3.Large atrial defects often have poor margins, and the incidence of dislocation of the blocker after blocking is high, so caution is needed.
Small atrial defects (<5mm) without right heart system enlargement can be left untreated and should be followed up regularly.
5. Interventional treatment of elderly patients with precordial disease. It has been demonstrated that surgical treatment of adult patients with preeclampsia over 40 years of age is superior to medical treatment in reducing cardiovascular events and overall mortality, and that age at repair of adult preeclampsia is not a risk factor for late death from arrhythmias and heart failure. We treated a 78-year-old patient with an atrial septal defect 8 years ago who required hospitalization almost monthly before surgery and once every 1-3 years after surgery and regained the ability to care for himself and is alive today. Therefore, advanced age is not a contraindication to the treatment of atrial septal defect occlusion.
Interventional treatment of several special adult ventricular septal defect precardiac diseases
1. Interventional treatment of large precordial disease with low success rate and high incidence of atrioventricular block should be done with caution. There are cases of successful blocking using PDA blocker.
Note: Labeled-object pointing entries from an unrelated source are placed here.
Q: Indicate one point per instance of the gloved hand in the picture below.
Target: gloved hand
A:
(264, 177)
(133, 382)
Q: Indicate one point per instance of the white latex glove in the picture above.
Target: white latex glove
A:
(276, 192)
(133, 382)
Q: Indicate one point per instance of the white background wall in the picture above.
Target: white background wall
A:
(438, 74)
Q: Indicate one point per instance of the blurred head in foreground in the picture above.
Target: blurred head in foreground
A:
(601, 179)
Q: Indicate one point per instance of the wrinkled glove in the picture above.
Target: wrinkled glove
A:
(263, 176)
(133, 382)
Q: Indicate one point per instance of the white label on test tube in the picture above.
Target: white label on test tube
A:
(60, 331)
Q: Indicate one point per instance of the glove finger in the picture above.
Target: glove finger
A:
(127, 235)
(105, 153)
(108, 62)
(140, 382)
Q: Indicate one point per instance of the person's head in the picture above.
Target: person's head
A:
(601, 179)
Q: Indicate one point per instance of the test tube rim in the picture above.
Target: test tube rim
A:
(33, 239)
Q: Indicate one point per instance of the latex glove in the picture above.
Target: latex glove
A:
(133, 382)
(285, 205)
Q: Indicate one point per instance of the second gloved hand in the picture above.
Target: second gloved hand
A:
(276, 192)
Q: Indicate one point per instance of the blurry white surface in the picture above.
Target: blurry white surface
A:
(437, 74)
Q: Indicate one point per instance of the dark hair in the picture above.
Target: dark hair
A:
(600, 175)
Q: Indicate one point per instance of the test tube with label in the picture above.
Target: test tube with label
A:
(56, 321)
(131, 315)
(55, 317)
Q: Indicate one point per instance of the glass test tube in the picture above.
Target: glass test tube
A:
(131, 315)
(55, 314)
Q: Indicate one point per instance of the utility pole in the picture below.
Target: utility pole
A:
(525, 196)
2.Crestal type precordial disease, defect less than 5mm, defect more than 2mm from the attachment point of pulmonary artery, the application of zero eccentric precordial blocker, the success rate can reach more than 80%.
3.Interventional treatment of postoperative residual leakage of surgical preconditioning. Patients with indications for interventional treatment, interventional treatment is safer than surgical treatment and can avoid re-surgery.
4.The need for treatment of small ventricular septal defects (<3 mm) is still debated. Small ventricular defects generally do not have significant hemodynamic abnormalities and have a low chance of complicating infective endocarditis on long-term follow-up, but there are indeed clinical cases with complications of infective endocardium, and it is controversial whether interventional treatment should be performed.